Rabu, 11 Februari 2015

UNAS JADI ENAS

Mengharapkan Perubahan Pada Ujian Nasional

Mereka Yang Juara
Berubahnya UN (Ujian Nasional) menjadi Enas (Evaluasi Nasional) semoga tidak hanya berganti nama saja, tapi juga secara keseluruhan mulai dari makna ujian yang mengalami metamorfosis menjadi evaluasi. Dua kalimat memiliki makna yang berbeda tentunya. Dalam Kamus Bahasa Indonesia berarti sesuatu yang dipakai untuk menguji bila di lihat ke dalam kata dasarnya berarti percobaan untuk mengetahui kualitas sesuatu, sedangkan evaluasi memiliki makna penilaian yang berarti proses, cara, perbuatan menilai.

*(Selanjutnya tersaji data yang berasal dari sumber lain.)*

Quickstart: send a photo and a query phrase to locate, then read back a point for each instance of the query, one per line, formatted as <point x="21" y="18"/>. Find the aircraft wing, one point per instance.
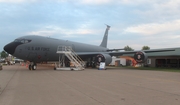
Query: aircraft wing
<point x="124" y="52"/>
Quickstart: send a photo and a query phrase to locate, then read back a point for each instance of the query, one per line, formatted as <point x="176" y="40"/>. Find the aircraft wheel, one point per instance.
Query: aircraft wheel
<point x="30" y="67"/>
<point x="34" y="67"/>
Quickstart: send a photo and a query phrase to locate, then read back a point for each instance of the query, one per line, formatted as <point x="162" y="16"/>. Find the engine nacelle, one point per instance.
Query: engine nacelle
<point x="103" y="58"/>
<point x="140" y="57"/>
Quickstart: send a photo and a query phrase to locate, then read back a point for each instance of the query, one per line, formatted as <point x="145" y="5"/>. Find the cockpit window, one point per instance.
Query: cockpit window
<point x="22" y="40"/>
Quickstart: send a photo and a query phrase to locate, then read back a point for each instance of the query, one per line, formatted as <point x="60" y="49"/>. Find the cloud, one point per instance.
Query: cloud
<point x="55" y="30"/>
<point x="16" y="1"/>
<point x="154" y="28"/>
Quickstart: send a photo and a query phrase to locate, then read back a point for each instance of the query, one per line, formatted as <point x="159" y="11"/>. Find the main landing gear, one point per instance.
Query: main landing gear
<point x="32" y="66"/>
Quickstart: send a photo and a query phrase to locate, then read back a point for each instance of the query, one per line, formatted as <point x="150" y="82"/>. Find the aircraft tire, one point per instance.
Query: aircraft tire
<point x="34" y="67"/>
<point x="30" y="68"/>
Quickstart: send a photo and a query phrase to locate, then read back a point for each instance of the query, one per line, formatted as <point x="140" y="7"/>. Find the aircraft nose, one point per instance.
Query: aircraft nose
<point x="10" y="48"/>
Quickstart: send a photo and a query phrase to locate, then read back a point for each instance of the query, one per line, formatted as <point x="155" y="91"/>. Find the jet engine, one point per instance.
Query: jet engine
<point x="103" y="58"/>
<point x="140" y="57"/>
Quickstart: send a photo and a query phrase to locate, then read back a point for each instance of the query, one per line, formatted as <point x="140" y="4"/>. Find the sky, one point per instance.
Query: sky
<point x="136" y="23"/>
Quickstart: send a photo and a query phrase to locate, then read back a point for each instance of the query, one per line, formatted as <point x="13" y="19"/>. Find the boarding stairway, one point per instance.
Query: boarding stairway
<point x="77" y="62"/>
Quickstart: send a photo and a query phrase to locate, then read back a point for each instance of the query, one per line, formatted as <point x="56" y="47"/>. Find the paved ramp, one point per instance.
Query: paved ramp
<point x="19" y="86"/>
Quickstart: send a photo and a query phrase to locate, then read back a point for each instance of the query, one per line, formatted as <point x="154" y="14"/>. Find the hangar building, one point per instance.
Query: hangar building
<point x="163" y="59"/>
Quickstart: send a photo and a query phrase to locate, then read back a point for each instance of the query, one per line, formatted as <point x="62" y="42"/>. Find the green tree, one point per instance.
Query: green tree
<point x="127" y="48"/>
<point x="4" y="54"/>
<point x="145" y="48"/>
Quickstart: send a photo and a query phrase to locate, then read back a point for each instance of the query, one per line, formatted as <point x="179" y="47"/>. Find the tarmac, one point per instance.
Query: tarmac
<point x="114" y="86"/>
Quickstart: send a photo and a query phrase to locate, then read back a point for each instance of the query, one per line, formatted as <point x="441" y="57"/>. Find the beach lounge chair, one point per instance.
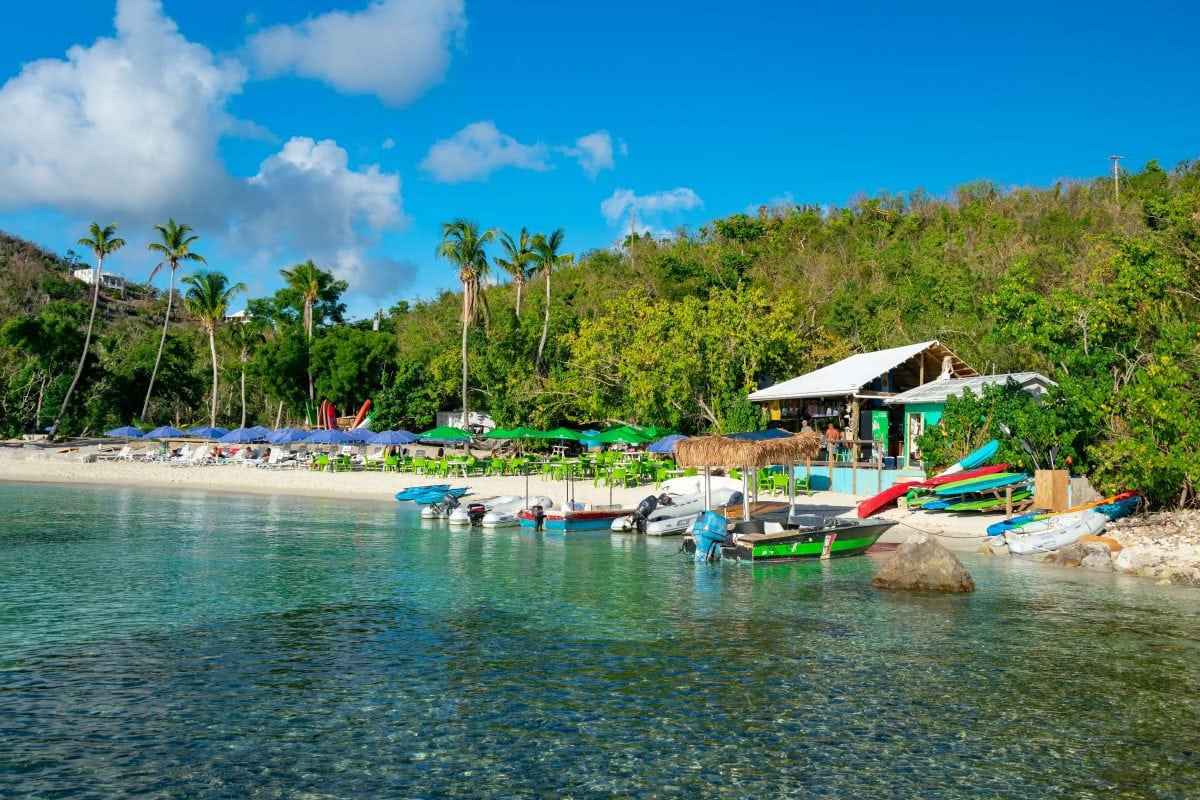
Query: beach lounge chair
<point x="115" y="455"/>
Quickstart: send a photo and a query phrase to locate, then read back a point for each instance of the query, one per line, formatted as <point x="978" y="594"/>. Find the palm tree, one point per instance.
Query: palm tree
<point x="520" y="257"/>
<point x="102" y="242"/>
<point x="174" y="247"/>
<point x="246" y="336"/>
<point x="207" y="300"/>
<point x="546" y="257"/>
<point x="310" y="282"/>
<point x="463" y="246"/>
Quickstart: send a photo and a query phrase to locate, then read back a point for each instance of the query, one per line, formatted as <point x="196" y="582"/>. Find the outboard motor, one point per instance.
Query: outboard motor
<point x="709" y="535"/>
<point x="449" y="503"/>
<point x="643" y="511"/>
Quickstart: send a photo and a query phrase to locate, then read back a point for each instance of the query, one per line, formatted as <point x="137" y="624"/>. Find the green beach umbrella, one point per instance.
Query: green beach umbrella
<point x="564" y="434"/>
<point x="447" y="432"/>
<point x="625" y="435"/>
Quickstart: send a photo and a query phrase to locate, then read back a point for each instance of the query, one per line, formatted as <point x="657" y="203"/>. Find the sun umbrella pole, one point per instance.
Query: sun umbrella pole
<point x="745" y="493"/>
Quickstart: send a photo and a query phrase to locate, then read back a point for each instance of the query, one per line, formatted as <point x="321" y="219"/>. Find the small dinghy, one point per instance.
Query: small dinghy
<point x="672" y="515"/>
<point x="418" y="491"/>
<point x="1050" y="534"/>
<point x="466" y="515"/>
<point x="508" y="517"/>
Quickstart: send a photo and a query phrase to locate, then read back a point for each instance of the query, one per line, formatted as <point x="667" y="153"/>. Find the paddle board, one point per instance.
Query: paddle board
<point x="885" y="498"/>
<point x="984" y="483"/>
<point x="989" y="504"/>
<point x="1012" y="523"/>
<point x="363" y="413"/>
<point x="972" y="459"/>
<point x="978" y="471"/>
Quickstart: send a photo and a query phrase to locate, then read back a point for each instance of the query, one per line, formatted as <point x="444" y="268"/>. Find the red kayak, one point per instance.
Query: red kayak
<point x="893" y="493"/>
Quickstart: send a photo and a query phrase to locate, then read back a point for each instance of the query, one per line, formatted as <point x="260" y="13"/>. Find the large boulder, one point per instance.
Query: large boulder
<point x="924" y="564"/>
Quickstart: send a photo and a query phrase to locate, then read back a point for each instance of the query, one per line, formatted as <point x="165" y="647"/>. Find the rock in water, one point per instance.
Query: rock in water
<point x="1127" y="563"/>
<point x="923" y="563"/>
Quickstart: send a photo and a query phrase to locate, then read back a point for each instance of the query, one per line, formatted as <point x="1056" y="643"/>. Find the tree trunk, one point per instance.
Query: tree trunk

Apapun yang membuat bergantinya istilah UN ke Enas bagi kita adalah sebuah harapan perubahan yang metamorfosis dalam artian membawa perubahan yang menjadi lebih baik. Kita ketahui bersama penentangan keberadaan sistem ujian nasional sangat dirasakan menakutkan bagi siswa. Gambarannya ketika menjelang ujian nasional berbagai pihak sampai media mengekspos berita tentang ujian nasional sangat beragam dan membuat miris saja, bayangkan untuk menghadapi ujian siswa dibimbing begitu dalam sampai pulang malam dengan mengikuti berbagai bimbingan dengan besaran uang yang beragam. Belum lagi cara pendekatan spiritual yang "maaf" bahkan sekolah membawa siswanya ke "orang pintar" sehingga ada kejadian lucu satu kelas pencil siswanya bau kemenyan.

Semangat di dunia pendidikan menunjukkan kompetisi yang tinggi, ditandai dengan banyak perbuatan yang mungkin oleh sebagaian orang dianggap aneh sampai harus pergi ke dukun. Berubahnya sistem ujian nasional ke evaluasi nasional sangat diharapkan membawa perubahan dan sebagai pendidik bagaimanapun posisinya harus mau mendukung dan optimis bahwa bentuk ujian nasional yang dirubah menjadi evaluasi nasional akan membawa angin segar dengan semakin tumbuhnya karakter jujur. Mengapa jujur? Seperti tahun-tahun lalu, keberadaan ujian nasional membawa pada persaingan untuk mendapatkan nilai baik dan lulus. Kompetisi ini membawa indikasi ada ketidakjujuran di lingkungan pendidikan, faktanya banyak sekali kasus yang bisa terlihat dan bahkan sampai ke meja hijau.

Komposisi kelulusan 50:50 bagaimana pun masih rasional karena perbandingan tersebut menunjukkan keseimbangan hanya saja, apa ada jaminan dengan perbandingan tersebut masih ada ketidak jujuran? Atau bahkan dengan perbandingan berapa pun tidak akan terpengaruh akan jujur. Karena persaingan antar sekolah sudah mengakar sangat kuat. Sehingga Kementerian Pendidikan diharapkan mampu memotong persaingan sekolah untuk mendapatkan nilai yang baik yaitu dengan melakukan perubahan pada sistem penerimaan siswa baru.

Harapannya dengan berubahnya sistem penerimaan siswa baru akan terwujud dan tersaring sesuai dengan bakat, minat dan kemampuan siswa dengan sekolah pilihannya. Meskipun demikian kita juga tidak dapat menghindari adanya kecurangan yang jelas kecurangan selalu muncul di saat ada peluang, dengan merubah sistem penerimaan siswa baru pun masih membawa permasalahan "kecurangan".